Early in the process with Young, the two artists established that the goal was to create a universal portrayal of human suffering and epiphanies that never occur. For that reason, Young’s voice as it narrates the nonlinear story springs from all directions: from Young to other performers, projected as if by doors, amplified from the corner of a room, falling from above. “It’s a voice decentralized,” she says. “It’s a stylistic and dramaturgical choice to move his character out of one body into many sources.”

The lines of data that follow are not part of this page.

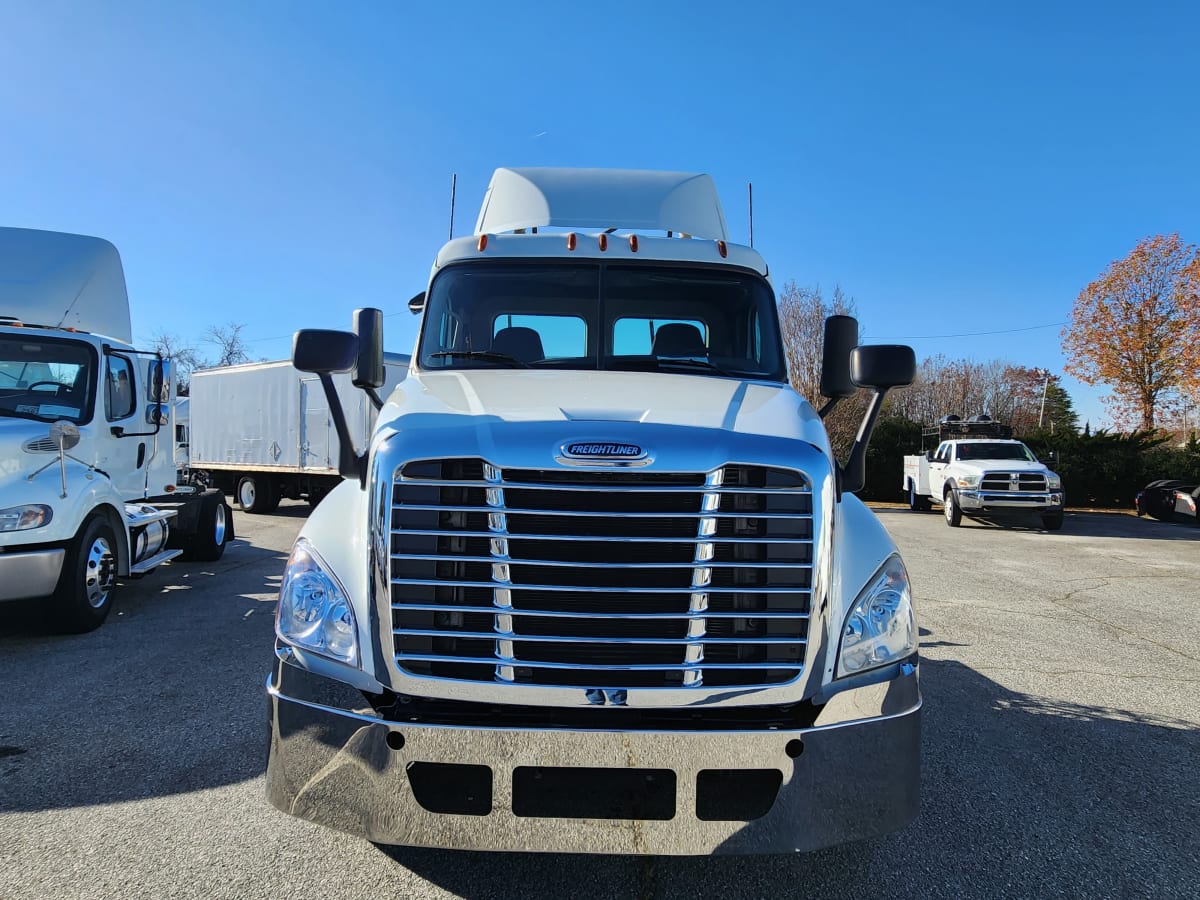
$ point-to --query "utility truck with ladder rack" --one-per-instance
(977, 469)
(598, 583)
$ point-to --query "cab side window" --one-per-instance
(119, 400)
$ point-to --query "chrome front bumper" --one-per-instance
(853, 774)
(28, 574)
(1011, 501)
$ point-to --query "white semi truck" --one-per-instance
(88, 487)
(263, 431)
(598, 582)
(977, 469)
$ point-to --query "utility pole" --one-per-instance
(1045, 384)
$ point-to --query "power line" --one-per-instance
(288, 337)
(971, 334)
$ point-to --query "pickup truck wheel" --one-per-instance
(214, 529)
(84, 593)
(257, 493)
(952, 510)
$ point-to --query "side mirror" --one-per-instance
(882, 366)
(324, 352)
(369, 370)
(840, 340)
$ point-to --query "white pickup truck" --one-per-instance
(984, 477)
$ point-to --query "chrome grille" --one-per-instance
(600, 580)
(1014, 481)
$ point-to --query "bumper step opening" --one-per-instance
(451, 789)
(736, 795)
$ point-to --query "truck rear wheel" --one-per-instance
(257, 493)
(84, 593)
(214, 529)
(952, 510)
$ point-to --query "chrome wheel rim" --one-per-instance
(100, 573)
(220, 525)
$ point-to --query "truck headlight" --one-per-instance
(880, 628)
(22, 519)
(315, 613)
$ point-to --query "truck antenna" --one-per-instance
(750, 201)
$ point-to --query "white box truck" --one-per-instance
(88, 486)
(263, 431)
(598, 582)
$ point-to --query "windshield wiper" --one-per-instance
(690, 363)
(481, 354)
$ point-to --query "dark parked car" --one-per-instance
(1168, 498)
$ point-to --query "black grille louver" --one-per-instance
(600, 580)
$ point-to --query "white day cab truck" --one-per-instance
(88, 490)
(597, 583)
(979, 471)
(263, 431)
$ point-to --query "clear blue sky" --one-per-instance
(957, 167)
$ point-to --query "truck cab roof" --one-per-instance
(66, 281)
(601, 214)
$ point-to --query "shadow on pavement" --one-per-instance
(1021, 796)
(1075, 523)
(155, 702)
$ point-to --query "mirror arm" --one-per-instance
(853, 473)
(349, 463)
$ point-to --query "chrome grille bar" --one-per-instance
(562, 615)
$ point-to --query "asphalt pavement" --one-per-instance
(1061, 675)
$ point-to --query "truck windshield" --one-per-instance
(45, 378)
(701, 321)
(989, 450)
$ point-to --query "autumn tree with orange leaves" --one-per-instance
(1137, 329)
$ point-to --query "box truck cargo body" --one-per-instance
(263, 431)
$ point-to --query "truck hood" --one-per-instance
(521, 417)
(643, 397)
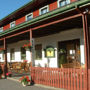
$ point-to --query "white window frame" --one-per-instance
(1, 29)
(43, 8)
(28, 15)
(12, 23)
(62, 0)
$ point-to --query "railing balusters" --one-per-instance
(71, 79)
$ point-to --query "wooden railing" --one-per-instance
(69, 79)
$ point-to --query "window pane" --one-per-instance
(45, 10)
(12, 55)
(29, 17)
(23, 53)
(38, 52)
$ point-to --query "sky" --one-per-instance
(8, 6)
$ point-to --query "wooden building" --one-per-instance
(57, 33)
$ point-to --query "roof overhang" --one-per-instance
(52, 14)
(24, 9)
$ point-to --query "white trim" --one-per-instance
(47, 6)
(11, 23)
(28, 15)
(1, 29)
(61, 0)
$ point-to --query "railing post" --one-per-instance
(31, 45)
(86, 41)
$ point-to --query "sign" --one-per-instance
(50, 52)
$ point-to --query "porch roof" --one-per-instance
(48, 15)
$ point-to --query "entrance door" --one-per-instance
(68, 52)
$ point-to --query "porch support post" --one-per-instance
(5, 55)
(86, 41)
(31, 45)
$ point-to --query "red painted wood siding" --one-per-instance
(35, 13)
(20, 20)
(72, 1)
(6, 27)
(53, 6)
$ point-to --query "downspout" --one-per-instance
(5, 55)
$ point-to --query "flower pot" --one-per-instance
(24, 84)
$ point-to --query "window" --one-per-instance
(23, 53)
(29, 17)
(1, 29)
(12, 54)
(69, 53)
(12, 24)
(44, 10)
(63, 2)
(38, 51)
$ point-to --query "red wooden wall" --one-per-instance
(20, 20)
(73, 0)
(53, 6)
(6, 27)
(35, 13)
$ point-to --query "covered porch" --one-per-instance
(59, 42)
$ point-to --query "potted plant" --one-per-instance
(25, 80)
(2, 50)
(9, 74)
(27, 46)
(1, 72)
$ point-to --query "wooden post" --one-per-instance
(86, 41)
(5, 55)
(31, 45)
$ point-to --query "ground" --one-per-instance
(6, 84)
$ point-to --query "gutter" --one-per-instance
(48, 15)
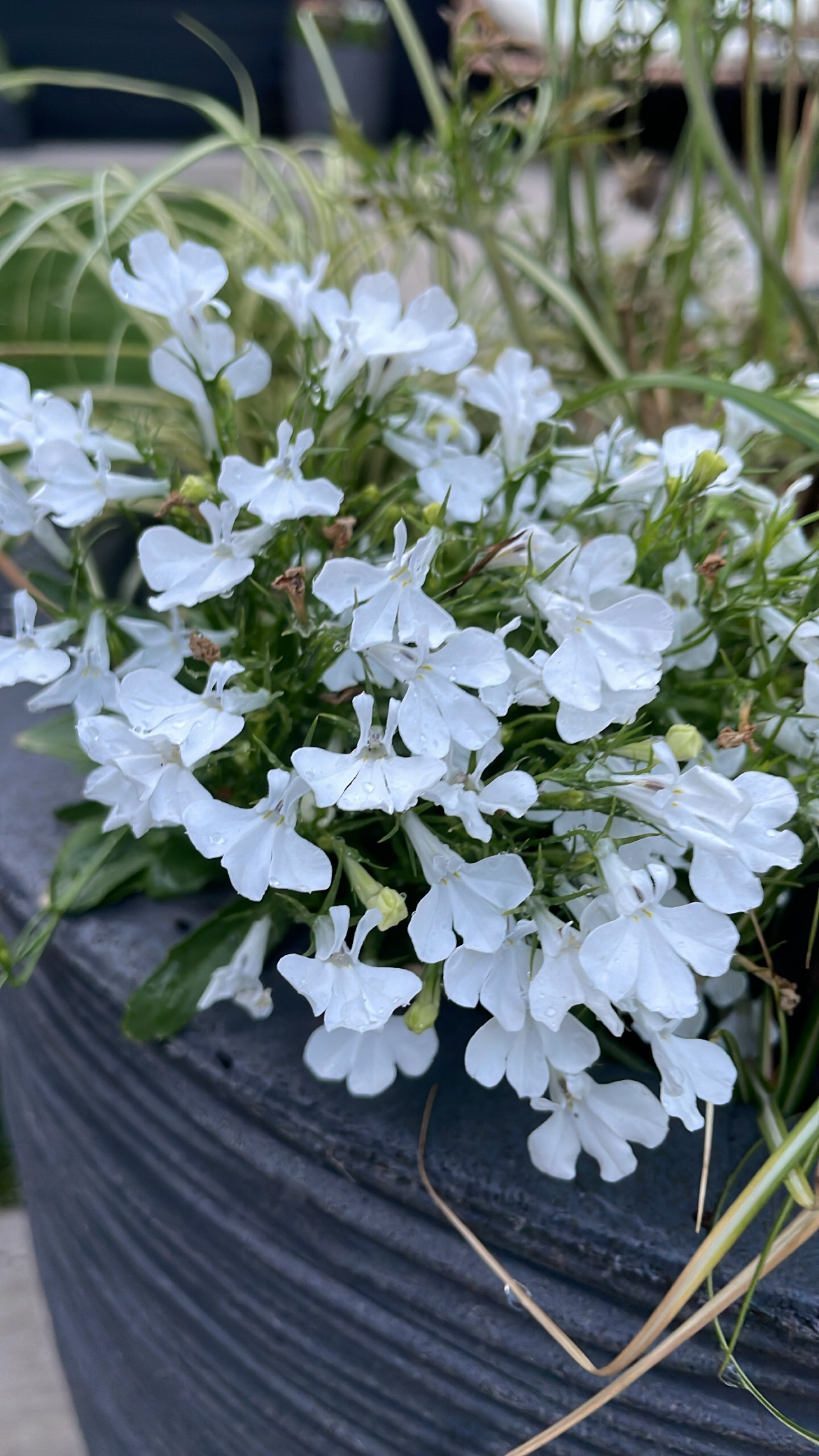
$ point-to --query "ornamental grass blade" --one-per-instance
(786, 416)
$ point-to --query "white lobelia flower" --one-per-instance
(688, 1068)
(186, 571)
(162, 647)
(638, 948)
(277, 491)
(241, 979)
(464, 795)
(90, 685)
(16, 408)
(292, 287)
(519, 395)
(598, 1119)
(372, 776)
(526, 1056)
(197, 722)
(31, 420)
(260, 846)
(435, 710)
(465, 482)
(175, 369)
(800, 637)
(741, 423)
(20, 516)
(560, 980)
(391, 594)
(350, 670)
(369, 1060)
(681, 449)
(497, 979)
(335, 981)
(34, 654)
(176, 286)
(75, 491)
(691, 647)
(144, 780)
(370, 331)
(474, 900)
(610, 637)
(580, 469)
(438, 431)
(734, 825)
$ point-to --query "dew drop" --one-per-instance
(512, 1299)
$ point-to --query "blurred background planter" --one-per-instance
(359, 40)
(239, 1260)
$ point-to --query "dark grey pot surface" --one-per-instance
(241, 1260)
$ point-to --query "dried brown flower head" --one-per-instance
(292, 583)
(711, 567)
(203, 648)
(340, 533)
(742, 734)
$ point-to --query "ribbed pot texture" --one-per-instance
(241, 1261)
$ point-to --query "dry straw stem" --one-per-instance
(633, 1362)
(18, 578)
(797, 1233)
(707, 1144)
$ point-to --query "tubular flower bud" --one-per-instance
(375, 896)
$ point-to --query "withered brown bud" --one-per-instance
(711, 567)
(203, 648)
(344, 696)
(292, 583)
(742, 734)
(340, 533)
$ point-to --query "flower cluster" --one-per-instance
(494, 683)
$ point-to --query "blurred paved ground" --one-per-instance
(37, 1417)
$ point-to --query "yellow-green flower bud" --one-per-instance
(375, 896)
(424, 1009)
(197, 488)
(707, 466)
(685, 741)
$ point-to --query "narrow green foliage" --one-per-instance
(167, 1002)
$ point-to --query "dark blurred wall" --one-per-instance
(141, 38)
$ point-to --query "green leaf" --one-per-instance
(29, 945)
(57, 738)
(76, 813)
(176, 868)
(168, 999)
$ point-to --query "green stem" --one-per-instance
(671, 351)
(324, 63)
(506, 287)
(563, 295)
(802, 1062)
(786, 416)
(421, 63)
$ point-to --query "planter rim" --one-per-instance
(629, 1240)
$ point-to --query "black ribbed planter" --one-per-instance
(241, 1260)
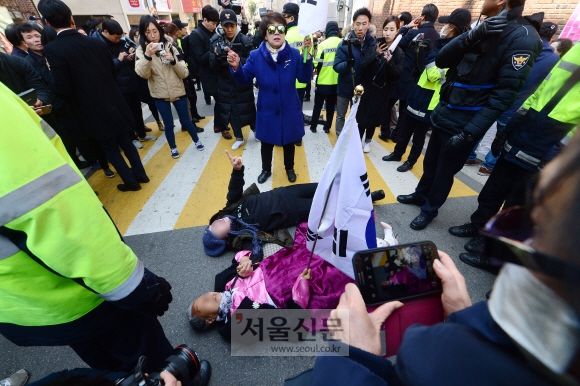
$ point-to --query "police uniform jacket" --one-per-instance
(484, 78)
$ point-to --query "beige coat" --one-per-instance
(165, 80)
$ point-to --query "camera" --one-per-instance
(222, 44)
(183, 364)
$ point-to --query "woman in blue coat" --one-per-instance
(276, 66)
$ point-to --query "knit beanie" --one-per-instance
(212, 245)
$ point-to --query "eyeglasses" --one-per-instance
(273, 28)
(508, 235)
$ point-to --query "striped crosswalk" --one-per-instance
(186, 192)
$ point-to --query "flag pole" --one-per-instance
(358, 91)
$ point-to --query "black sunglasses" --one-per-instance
(508, 235)
(273, 28)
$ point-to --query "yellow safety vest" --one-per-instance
(74, 257)
(294, 39)
(328, 47)
(568, 109)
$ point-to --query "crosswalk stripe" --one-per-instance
(187, 192)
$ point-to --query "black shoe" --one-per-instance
(263, 176)
(129, 187)
(377, 195)
(384, 137)
(465, 230)
(410, 199)
(204, 374)
(392, 157)
(405, 167)
(420, 222)
(478, 261)
(476, 245)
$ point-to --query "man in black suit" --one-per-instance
(83, 74)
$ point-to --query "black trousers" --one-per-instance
(301, 198)
(507, 185)
(386, 123)
(267, 151)
(319, 100)
(111, 148)
(415, 128)
(402, 111)
(438, 172)
(134, 103)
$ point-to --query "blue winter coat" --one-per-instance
(279, 116)
(345, 88)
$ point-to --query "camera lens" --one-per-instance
(183, 363)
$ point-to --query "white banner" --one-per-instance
(348, 225)
(135, 5)
(313, 16)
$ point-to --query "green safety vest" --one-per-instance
(294, 39)
(44, 196)
(328, 47)
(568, 109)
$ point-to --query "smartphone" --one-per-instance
(28, 96)
(46, 109)
(398, 272)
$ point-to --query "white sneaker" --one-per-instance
(237, 144)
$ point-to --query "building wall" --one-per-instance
(26, 7)
(557, 11)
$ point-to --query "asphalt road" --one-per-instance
(178, 256)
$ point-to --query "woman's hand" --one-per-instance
(455, 296)
(381, 49)
(356, 327)
(233, 59)
(151, 49)
(237, 162)
(245, 268)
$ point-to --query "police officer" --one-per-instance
(487, 67)
(290, 12)
(66, 276)
(540, 124)
(327, 78)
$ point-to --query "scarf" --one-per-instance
(225, 305)
(274, 51)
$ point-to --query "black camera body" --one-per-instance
(183, 364)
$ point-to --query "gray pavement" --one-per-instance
(178, 256)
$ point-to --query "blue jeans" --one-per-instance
(490, 161)
(180, 105)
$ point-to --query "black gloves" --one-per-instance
(350, 62)
(490, 26)
(163, 298)
(458, 143)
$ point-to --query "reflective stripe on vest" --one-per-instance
(7, 248)
(35, 193)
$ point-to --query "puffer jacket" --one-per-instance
(165, 80)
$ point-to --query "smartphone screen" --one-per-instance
(396, 273)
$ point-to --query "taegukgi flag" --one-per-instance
(313, 15)
(348, 224)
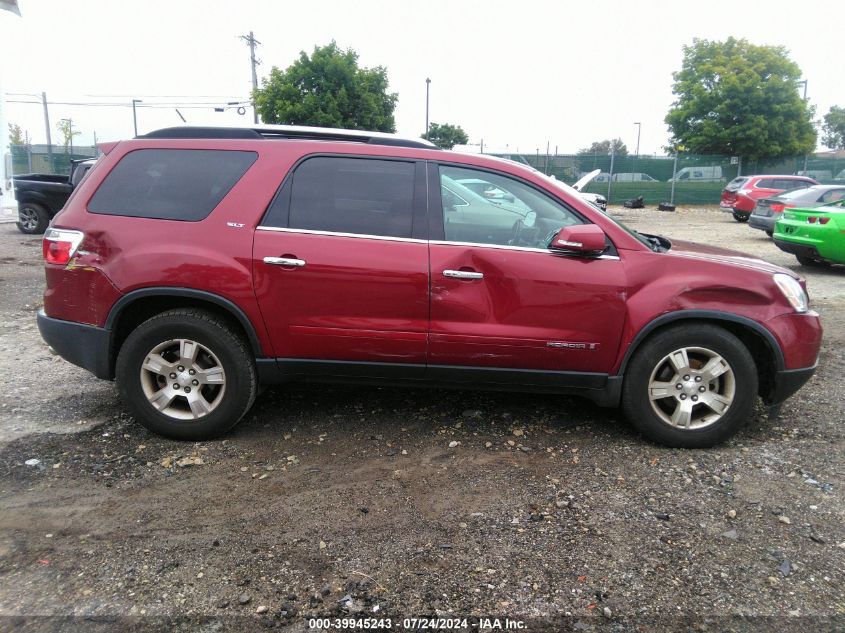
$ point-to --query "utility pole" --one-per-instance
(427, 84)
(47, 128)
(250, 39)
(804, 81)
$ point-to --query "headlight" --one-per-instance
(793, 291)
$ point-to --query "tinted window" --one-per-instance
(353, 195)
(170, 184)
(507, 212)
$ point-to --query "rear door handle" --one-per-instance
(285, 261)
(463, 274)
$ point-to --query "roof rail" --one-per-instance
(290, 132)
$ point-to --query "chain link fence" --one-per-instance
(685, 179)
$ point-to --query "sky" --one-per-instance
(516, 74)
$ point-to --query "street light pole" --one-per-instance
(427, 84)
(639, 129)
(134, 115)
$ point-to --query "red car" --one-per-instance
(194, 264)
(742, 193)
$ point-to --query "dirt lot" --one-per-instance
(337, 501)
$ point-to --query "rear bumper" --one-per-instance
(85, 346)
(787, 381)
(762, 222)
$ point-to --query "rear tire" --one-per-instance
(718, 386)
(186, 374)
(32, 218)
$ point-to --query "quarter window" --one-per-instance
(170, 184)
(352, 195)
(481, 207)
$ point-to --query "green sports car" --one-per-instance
(815, 236)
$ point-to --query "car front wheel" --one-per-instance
(690, 386)
(32, 218)
(186, 375)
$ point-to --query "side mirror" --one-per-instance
(586, 239)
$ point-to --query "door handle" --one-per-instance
(285, 261)
(463, 274)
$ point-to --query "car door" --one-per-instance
(501, 300)
(340, 264)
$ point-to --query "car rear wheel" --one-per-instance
(690, 386)
(32, 218)
(186, 375)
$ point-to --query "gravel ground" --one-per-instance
(384, 502)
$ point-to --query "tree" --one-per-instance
(16, 135)
(65, 128)
(328, 89)
(603, 148)
(834, 128)
(739, 99)
(446, 135)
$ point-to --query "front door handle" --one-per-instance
(463, 274)
(285, 261)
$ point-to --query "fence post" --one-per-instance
(674, 175)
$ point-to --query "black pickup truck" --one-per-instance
(41, 196)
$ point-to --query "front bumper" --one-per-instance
(787, 381)
(85, 346)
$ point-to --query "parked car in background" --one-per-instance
(707, 173)
(815, 236)
(195, 264)
(633, 177)
(767, 211)
(742, 193)
(41, 196)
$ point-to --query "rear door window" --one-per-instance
(362, 196)
(170, 184)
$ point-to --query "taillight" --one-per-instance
(60, 245)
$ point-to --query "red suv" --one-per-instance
(742, 193)
(194, 264)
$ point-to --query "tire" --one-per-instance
(650, 368)
(809, 261)
(156, 357)
(32, 218)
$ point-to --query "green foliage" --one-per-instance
(739, 99)
(16, 134)
(834, 128)
(446, 135)
(65, 128)
(328, 89)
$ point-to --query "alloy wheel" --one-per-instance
(183, 379)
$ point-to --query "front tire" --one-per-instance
(186, 374)
(690, 386)
(32, 218)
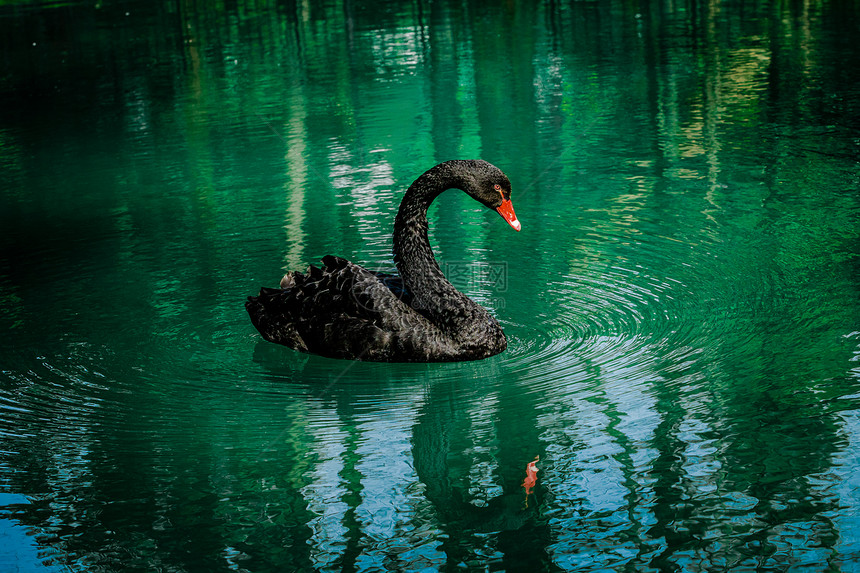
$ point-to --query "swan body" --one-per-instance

Investigating sound and spoken text isn’t new for Pite, but the project has shifted something in her understanding of language. The failure of words to describe the magnitude of loss, addiction and trauma is expressed in a desperate flood of words that in the first section swarm like bees. Pite says it’s intended to confuse and disorient the audience, much as the character is confused.
“In the second section, there’s silence after the first section, where language comes out of everywhere like it’s a disease. By abandoning language, then finding it again, it’s a different language, one that helps to resolve our character. It’s a quieter tone, more distilled. It has a sense of rootedness and understanding. We hear it acoustically, instead of amplified from different sources. It lends a new kind of power because it’s authentic, coming out of Jonathon.”
Ultimately, the central character discovers and resolves that there is no magic spell to cast away pain. What emerges instead is a daily practice that Pite says is uplifting. “It’s not a lightning bolt solution. It’s coping with loss, day by day. I think that’s doable and something we all can understand. As artists, as dancers, we understand the idea of daily practice. To me, that’s hopeful.”